The result is that in a certain sense we are still concerned with behavior, but because the level of detail is so much higher and the model so much richer we are less likely to find ourselves making mistakes from having taken large inferential leaps as we would if we observed behavior in the normal sense.
This was definitely an interesting and persuasive presentation of the idea. I think this goes to the same place as learning from behavior in the end, though.

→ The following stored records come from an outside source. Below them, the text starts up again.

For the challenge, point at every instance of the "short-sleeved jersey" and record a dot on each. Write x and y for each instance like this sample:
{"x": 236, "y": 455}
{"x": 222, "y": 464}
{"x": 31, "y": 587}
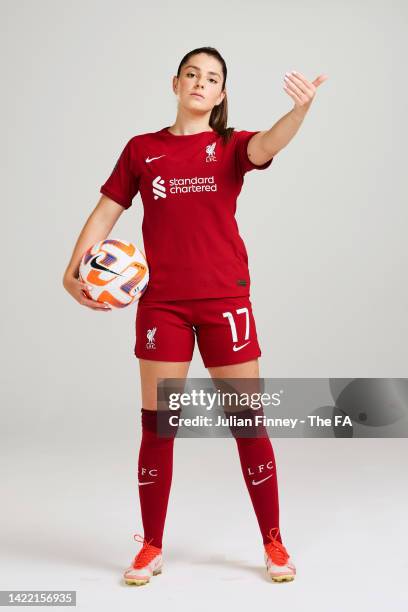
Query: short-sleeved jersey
{"x": 189, "y": 186}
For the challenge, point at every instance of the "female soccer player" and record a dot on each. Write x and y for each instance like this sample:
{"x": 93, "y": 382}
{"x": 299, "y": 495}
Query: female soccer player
{"x": 189, "y": 176}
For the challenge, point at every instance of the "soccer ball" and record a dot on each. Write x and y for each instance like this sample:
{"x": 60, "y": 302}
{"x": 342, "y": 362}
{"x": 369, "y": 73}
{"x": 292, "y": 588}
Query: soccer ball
{"x": 116, "y": 271}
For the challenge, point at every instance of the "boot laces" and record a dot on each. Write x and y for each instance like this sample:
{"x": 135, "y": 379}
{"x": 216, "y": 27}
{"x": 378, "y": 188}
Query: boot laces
{"x": 275, "y": 550}
{"x": 146, "y": 553}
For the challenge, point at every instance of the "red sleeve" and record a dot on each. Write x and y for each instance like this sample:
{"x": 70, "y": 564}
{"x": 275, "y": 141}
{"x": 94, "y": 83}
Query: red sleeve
{"x": 123, "y": 183}
{"x": 241, "y": 154}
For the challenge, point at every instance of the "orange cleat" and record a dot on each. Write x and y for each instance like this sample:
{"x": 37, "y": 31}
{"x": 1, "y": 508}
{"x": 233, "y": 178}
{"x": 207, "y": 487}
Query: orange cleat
{"x": 278, "y": 562}
{"x": 147, "y": 563}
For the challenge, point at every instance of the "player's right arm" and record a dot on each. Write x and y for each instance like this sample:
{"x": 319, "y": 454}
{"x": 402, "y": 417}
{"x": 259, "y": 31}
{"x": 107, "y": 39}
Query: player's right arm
{"x": 97, "y": 227}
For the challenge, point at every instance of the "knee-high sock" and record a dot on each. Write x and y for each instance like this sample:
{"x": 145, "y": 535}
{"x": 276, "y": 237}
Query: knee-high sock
{"x": 259, "y": 469}
{"x": 155, "y": 471}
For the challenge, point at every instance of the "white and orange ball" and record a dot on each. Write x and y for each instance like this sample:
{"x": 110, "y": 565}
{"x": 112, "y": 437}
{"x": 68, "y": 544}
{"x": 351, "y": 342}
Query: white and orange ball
{"x": 116, "y": 271}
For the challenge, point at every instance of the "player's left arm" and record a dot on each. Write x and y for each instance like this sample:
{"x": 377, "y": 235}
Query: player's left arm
{"x": 266, "y": 144}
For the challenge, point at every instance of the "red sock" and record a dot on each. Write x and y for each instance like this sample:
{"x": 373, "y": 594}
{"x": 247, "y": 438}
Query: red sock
{"x": 155, "y": 471}
{"x": 259, "y": 469}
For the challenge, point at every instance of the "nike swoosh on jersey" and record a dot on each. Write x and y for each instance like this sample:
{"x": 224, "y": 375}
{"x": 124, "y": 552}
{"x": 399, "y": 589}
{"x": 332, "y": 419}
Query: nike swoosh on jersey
{"x": 263, "y": 480}
{"x": 149, "y": 159}
{"x": 238, "y": 348}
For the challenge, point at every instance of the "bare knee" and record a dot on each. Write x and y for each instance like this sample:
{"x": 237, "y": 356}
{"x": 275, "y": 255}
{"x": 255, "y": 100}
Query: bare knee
{"x": 151, "y": 371}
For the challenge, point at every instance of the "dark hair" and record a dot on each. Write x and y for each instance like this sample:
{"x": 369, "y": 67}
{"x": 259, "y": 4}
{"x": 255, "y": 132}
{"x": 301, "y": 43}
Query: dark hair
{"x": 219, "y": 114}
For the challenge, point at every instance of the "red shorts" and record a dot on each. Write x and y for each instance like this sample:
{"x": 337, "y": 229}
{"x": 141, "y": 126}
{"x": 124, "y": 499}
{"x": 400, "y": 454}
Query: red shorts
{"x": 224, "y": 327}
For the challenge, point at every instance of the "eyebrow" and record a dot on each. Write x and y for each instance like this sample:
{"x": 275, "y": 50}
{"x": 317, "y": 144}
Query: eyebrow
{"x": 197, "y": 68}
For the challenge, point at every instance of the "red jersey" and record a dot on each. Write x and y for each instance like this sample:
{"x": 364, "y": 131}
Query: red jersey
{"x": 189, "y": 186}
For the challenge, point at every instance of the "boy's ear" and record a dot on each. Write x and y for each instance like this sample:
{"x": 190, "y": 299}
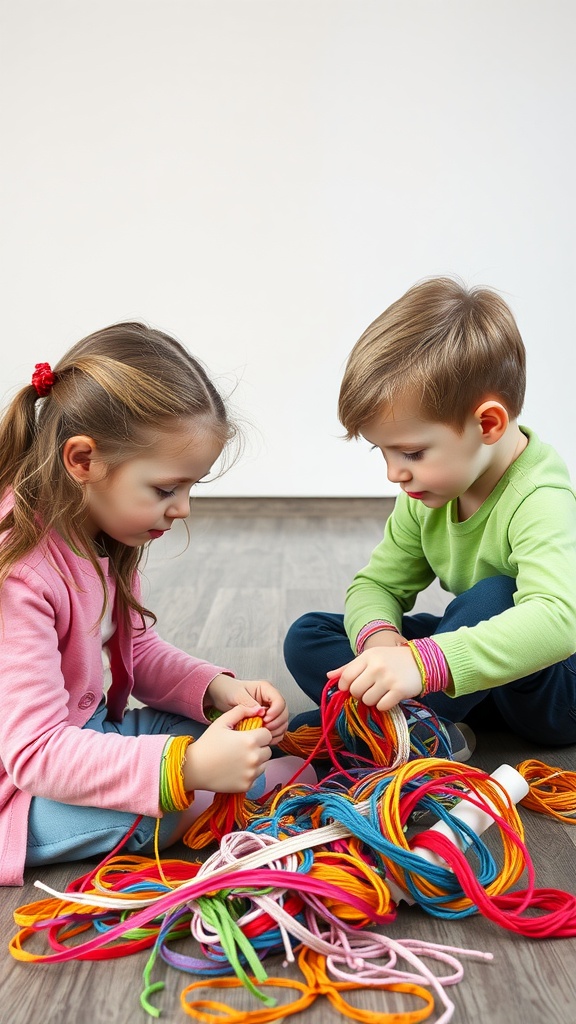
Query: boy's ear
{"x": 79, "y": 457}
{"x": 493, "y": 420}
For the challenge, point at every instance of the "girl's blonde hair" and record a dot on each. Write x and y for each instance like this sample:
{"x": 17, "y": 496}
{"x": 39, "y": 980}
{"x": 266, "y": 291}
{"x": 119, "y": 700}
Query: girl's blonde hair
{"x": 441, "y": 345}
{"x": 119, "y": 386}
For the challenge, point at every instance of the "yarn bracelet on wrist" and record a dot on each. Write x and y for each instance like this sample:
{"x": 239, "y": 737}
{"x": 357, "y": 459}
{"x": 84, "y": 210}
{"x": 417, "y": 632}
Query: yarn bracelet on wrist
{"x": 432, "y": 665}
{"x": 376, "y": 626}
{"x": 173, "y": 796}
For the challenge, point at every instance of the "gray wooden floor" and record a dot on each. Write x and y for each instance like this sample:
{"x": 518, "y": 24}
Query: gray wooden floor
{"x": 250, "y": 567}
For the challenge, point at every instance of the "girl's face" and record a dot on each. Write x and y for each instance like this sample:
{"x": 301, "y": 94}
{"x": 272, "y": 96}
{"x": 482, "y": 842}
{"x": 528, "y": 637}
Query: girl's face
{"x": 138, "y": 501}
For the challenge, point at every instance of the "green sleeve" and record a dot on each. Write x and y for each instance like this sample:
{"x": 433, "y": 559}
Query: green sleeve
{"x": 540, "y": 629}
{"x": 398, "y": 570}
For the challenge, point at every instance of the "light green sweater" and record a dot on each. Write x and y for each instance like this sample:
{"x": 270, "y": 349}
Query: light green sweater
{"x": 525, "y": 529}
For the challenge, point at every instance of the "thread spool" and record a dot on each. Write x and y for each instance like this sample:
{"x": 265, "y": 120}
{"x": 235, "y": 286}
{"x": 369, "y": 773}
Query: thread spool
{"x": 516, "y": 786}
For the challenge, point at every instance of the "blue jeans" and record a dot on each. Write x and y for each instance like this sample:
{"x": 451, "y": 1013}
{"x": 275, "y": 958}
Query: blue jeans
{"x": 540, "y": 708}
{"x": 58, "y": 833}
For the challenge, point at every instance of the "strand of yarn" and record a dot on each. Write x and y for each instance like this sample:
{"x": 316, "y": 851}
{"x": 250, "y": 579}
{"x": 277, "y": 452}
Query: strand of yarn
{"x": 552, "y": 791}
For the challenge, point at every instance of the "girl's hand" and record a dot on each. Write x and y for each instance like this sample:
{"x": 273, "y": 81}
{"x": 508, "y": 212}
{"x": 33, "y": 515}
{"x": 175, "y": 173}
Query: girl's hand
{"x": 380, "y": 677}
{"x": 224, "y": 760}
{"x": 224, "y": 692}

For behavior: In the ancestral environment, we behaved like we wanted nourishing food and reproduction. In the modern environment we behave like we want tasty food and sex. Given a button that pumps heroin into our brain, we might behave like we want heroin pumped into our brains.
For valence, the set of preferences that optimizing valence cashes out to depends on the environment. We, in the modern environment, don’t want to be drugged to maximize some neural signal. But if we were raised on super-heroin, we’d probably just want super-heroin. Even assuming this single-neurological-signal hypothesis, we aren’t valence-optimizers, we are the learned behavior of a system whose training procedure relies on the valence signal.
Ex hypothesi, we’re going to have learned preferences that won’t optimize valence, but might still be understandable in terms of a preference maturation process that is “trying” to optimize valence but ran into distributional shift or adversarial optimization or something. These preferences (like refusing the heroin) are still fully valid human preferences, and you’re going to need to look at human behavior to figure out what they are (barring big godlike a priori reasoning), which entails basically similar philosophical problems as getting all values from behavior without this framework.
I’m hopeful that this won’t be true in a certain, limited way. That is, in a certain sense, scanning brains and observing how neurons operate to determine the behavior of a human is a very different sort of operation from observing their behavior “from the outside” the way we observe people’s behavior today. Much of the difficulty is that because observing behavior we can see only with our unaided senses and without a deep model of the brain forces us to make very large normative assumptions to get the necessary power to infer things about how a human values things, but if we have a model like this and it appears to be correct then we can, practically speaking, make “smaller”, less powerful normative assumptions because we understand and can work out the details of more of the gears of the mind.
The result is that in a certain sense we are still concerned with behavior, but because the level of detail is so much higher and the model so much richer we are less likely to find ourselves making mistakes from having taken large inferential leaps as we would if we observed behavior in the normal sense.